En effet, durant sa présidence, "Trump avait voulu jouer l’apaisement", souligne Mirkovic, qui rappelle que le 45e Président des États-Unis avait tenu vis-à-vis de la Russie un discours moins belliqueux.
"Mais les pressions de l’État profond américain étaient telles qu’il n’a pu aller au bout de sa politique", estime Mirkovic.
De fait, si Donald Trump n’a pas traité Vladimir Poutine "d’assassin" comme l’a fait Joe Biden, la Russie est restée durant son mandat la cible des sanctions américaines. En définitive, le pouvoir du Président serait bien moindre que ce l’on imagine.
En atteste le vote de 2017 d’un nouveau régime de sanctions à l’encontre de Moscou. Comme l’explique Dmitri Trenin, directeur du Carnegie Moscow Center, "le Président Trump, sachant qu’il n’avait aucune chance de passer outre le vote quasi unanime du Congrès favorable aux sanctions, n’a eu d’autre choix que de signer la nouvelle législation." "Pour de nombreux Démocrates, punir la Russie était un moyen d’empêcher le Président Républicain de vendre les intérêts de l’Amérique à un pays étranger.
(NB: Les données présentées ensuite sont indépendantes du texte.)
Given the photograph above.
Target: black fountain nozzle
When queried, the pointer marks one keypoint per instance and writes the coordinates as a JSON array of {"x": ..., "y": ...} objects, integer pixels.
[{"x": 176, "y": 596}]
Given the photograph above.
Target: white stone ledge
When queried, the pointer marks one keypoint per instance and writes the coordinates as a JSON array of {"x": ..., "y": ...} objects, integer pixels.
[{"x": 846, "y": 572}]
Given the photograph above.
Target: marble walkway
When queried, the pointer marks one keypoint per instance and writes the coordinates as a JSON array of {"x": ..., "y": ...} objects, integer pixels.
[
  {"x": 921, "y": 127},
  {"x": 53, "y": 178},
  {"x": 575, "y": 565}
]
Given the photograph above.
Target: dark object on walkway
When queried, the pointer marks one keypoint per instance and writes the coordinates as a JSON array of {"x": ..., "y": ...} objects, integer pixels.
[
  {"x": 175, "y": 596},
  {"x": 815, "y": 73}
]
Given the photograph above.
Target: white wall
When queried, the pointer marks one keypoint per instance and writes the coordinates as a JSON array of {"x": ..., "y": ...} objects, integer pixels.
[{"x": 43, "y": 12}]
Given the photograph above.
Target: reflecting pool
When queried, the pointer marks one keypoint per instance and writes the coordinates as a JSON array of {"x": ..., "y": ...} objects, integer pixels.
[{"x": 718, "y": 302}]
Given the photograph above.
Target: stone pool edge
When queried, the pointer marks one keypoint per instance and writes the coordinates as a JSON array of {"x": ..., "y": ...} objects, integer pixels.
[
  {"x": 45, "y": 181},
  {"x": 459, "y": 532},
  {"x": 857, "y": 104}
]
Pour les Républicains, être très dur avec la Russie les absolvait de toute accusation de collusion de la Maison-Blanche avec le Kremlin", poursuit Trenin dans son article d’opinion, La relation entre les États-Unis et la Russie durant l’ère Trump, paru sur le site de l’organisation.
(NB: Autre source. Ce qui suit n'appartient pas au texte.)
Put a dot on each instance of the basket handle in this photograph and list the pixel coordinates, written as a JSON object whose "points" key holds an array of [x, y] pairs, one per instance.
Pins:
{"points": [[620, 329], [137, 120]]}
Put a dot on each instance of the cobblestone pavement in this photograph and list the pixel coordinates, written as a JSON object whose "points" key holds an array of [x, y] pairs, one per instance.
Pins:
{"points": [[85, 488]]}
En Ukraine, Biden est "complètement perdu"

Le Congrès, et non le Président élu, menait ainsi la politique étrangère américaine face à la Russie. Olivier Piton, avocat et directeur de la cellule de stratégie d’influence de l’ambassade de France à Washington de 2005 à 2010, constate qu’elle est restée inchangée malgré les alternances politiques.
"La politique étrangère des États-Unis depuis la chute du mur de Berlin est, à peu de choses près, toujours constante. Il peut y avoir des différences de style, mais sur le fond, ça reste pareil", explique-t-il.
Celui-ci en veut notamment pour preuve la politique américaine vis-à-vis de la Chine. "Depuis la fin du mandat Bush junior, il y a une constance de la politique américaine, considérant que la Chine est un danger", affirme l’avocat.
Et, concernant la Russie, "la politique qui consistait à profiter de la faiblesse du pays à la chute de l’URSS a été menée par tous les Présidents depuis Georges Bush père", ajoute-t-il. Ainsi, "même s’il y a eu des rapprochements personnels entre Donald Trump et Vladimir Poutine, il n’y a pas eu, en particulier sur le dossier ukrainien, de changement radical de doctrine. De ce point de vue, le continuum est réel." Ainsi, Olivier Piton doute-t-il qu’un Donald Trump aux affaires aurait été en mesure de changer la politique agressive de Washington vis-à-vis de Moscou, comme il le prétend.